President Trump, on Truth Social, last night: “Along with other factors, it was responsible for my doing so well with the Youth Vote in the 2024 Presidential Election. I only hope that long into the future I will be remembered by those who use and love TikTok. . . . I would also like to thank President Xi, of China, for working with us and, ultimately, approving the Deal. He could have gone the other way, but didn’t, and is appreciated for his decision.”
We have a president who wants to be loved by the young Americans who use TikTok. And to keep the app operating, his administration ignored federal law banning it and shoved through this deal which hand-waves away the national security concerns.
ADDENDUM: Nine Democrats on the House Oversight Committee voted to hold Bill Clinton in contempt for refusing to testify about his dealings with Jeffrey Epstein. (Another two profiles in courage voted “present.”)
Over in that other Washington publication, I point out to Post readers that the vote is a sign that, decades late, Democrats are tired of covering for Bill Clinton and dealing with his sordid, entitled drama. When you’ve spent months, perhaps years, pounding the table pledging to get to the bottom of all of Epstein’s abominable deeds and tracking down anyone else who broke the law alongside him, you can’t just shrug off a former president refusing to testify before a congressional committee.

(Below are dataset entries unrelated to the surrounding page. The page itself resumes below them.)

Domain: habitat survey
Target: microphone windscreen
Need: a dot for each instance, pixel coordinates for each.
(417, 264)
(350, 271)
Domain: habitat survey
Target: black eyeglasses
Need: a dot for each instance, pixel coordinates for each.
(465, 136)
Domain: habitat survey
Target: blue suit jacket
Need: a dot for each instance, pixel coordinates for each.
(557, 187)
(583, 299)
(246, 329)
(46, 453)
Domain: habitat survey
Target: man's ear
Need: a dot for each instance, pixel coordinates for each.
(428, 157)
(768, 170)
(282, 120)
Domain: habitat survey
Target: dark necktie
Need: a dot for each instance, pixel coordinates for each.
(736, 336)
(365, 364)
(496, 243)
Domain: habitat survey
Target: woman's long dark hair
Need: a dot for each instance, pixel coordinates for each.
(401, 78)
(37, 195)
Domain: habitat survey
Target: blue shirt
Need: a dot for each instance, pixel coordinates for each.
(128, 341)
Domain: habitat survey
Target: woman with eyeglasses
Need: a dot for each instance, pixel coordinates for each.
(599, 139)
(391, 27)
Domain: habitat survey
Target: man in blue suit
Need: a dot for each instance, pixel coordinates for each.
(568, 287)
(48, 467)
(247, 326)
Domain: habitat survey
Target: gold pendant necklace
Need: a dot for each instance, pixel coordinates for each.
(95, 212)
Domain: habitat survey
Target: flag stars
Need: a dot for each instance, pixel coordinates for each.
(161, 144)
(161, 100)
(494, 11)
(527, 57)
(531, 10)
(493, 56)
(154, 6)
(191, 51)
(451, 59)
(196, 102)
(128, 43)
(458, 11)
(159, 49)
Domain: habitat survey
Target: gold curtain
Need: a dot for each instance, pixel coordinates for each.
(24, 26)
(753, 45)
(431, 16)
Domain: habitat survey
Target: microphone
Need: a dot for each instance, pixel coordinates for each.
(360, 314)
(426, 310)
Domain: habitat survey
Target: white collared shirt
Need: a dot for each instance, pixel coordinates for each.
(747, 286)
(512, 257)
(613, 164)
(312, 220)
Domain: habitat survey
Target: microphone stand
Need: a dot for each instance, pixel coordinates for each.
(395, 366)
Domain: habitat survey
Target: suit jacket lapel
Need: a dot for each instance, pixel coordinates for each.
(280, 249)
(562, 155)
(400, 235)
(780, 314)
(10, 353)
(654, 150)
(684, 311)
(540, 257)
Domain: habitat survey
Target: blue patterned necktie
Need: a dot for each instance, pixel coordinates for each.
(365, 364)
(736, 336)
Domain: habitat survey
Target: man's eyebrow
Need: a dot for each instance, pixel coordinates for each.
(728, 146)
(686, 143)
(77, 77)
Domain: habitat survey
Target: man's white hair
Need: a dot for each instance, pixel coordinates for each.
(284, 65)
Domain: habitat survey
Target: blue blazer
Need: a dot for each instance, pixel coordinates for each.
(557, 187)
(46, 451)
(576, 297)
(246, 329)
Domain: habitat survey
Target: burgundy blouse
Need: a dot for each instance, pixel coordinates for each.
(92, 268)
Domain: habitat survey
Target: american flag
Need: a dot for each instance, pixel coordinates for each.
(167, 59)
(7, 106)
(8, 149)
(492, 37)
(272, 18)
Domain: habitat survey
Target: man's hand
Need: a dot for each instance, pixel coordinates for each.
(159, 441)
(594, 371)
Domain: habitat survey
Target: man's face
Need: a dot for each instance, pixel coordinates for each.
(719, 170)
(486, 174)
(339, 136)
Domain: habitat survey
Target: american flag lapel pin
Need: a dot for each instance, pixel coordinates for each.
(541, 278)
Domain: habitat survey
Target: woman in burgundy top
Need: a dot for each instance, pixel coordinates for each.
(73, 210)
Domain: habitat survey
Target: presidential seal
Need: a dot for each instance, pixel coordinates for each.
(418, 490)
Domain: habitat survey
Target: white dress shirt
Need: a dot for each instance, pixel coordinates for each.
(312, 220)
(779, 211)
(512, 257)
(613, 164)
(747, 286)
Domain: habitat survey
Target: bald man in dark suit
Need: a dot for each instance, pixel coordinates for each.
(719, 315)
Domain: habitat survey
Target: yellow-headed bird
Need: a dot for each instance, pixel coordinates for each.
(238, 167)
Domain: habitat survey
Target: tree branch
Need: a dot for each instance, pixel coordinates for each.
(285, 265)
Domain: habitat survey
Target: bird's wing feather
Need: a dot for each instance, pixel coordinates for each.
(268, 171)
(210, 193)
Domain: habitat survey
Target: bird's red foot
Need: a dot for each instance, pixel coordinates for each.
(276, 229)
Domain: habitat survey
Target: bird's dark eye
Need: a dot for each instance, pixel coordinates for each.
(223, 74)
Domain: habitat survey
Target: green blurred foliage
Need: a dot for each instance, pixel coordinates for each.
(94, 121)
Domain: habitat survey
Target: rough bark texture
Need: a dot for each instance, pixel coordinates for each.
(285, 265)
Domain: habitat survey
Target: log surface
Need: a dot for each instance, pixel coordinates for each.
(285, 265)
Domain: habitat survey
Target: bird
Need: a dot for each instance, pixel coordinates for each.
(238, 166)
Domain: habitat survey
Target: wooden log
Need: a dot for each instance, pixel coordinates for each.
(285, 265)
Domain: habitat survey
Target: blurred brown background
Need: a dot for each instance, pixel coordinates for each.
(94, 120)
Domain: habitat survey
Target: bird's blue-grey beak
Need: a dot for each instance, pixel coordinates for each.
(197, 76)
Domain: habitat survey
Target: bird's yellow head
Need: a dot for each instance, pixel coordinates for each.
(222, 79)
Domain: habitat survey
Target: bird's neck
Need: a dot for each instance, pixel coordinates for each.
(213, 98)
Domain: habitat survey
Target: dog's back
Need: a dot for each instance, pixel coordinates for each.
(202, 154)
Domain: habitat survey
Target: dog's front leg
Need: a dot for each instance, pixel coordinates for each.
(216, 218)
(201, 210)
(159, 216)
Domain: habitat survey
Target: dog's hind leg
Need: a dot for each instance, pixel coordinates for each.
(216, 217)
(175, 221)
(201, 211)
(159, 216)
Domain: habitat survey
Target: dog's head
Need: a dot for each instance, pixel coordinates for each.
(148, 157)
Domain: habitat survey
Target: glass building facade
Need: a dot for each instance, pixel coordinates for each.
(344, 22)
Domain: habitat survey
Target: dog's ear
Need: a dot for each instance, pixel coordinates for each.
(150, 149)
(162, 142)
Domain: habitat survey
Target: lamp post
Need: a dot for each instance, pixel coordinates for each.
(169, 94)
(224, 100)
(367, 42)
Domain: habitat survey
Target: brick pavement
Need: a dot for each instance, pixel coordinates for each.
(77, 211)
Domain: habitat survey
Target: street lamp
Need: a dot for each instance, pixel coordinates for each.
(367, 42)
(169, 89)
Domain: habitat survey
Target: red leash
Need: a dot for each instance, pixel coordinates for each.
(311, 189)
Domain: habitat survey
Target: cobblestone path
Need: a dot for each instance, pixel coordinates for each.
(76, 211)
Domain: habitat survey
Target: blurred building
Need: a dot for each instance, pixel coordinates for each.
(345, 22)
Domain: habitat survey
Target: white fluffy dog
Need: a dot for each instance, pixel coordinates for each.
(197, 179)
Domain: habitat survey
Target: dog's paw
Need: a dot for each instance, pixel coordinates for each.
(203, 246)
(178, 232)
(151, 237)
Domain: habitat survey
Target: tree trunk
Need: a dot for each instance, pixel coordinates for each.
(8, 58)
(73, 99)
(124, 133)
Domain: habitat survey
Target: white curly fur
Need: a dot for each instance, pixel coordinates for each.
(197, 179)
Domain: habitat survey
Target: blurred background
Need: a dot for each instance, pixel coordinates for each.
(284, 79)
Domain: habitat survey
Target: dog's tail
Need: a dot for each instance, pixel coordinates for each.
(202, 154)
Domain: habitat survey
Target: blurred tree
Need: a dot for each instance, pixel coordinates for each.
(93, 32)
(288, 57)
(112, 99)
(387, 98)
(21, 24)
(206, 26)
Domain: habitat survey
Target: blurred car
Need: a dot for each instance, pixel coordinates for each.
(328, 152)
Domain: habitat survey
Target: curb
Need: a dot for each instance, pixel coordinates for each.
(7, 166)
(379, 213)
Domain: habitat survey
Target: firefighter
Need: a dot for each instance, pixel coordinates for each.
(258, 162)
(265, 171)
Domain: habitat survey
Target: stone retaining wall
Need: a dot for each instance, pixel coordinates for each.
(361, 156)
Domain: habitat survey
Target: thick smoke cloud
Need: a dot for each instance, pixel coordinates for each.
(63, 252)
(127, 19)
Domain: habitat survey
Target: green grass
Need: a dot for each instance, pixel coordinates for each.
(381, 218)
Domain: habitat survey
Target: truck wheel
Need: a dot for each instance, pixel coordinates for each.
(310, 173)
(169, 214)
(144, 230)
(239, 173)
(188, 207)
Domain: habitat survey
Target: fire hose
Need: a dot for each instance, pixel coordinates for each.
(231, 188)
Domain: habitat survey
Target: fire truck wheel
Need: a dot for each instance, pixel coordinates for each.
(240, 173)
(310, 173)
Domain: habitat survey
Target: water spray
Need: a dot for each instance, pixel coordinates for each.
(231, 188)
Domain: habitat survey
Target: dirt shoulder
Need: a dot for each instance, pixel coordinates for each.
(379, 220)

Bill Clinton has never agreed to any interview on the topic of Jeffrey Epstein. He has, through a spokesman, put out rare, terse, and vague statements that do not align with known facts. He mentioned Epstein for one brief passage in his memoir, claiming, “I had always thought Epstein was odd, but had no inkling of the crimes he was committing.”
Bill Clinton’s chief of staff, Angel Ureña, put out a recent statement about the Clintons, saying, “Neither had anything to do with him for more than 20 years.” Of course, Epstein has been dead for seven of those years, so it would be difficult to have much to do with him during that period.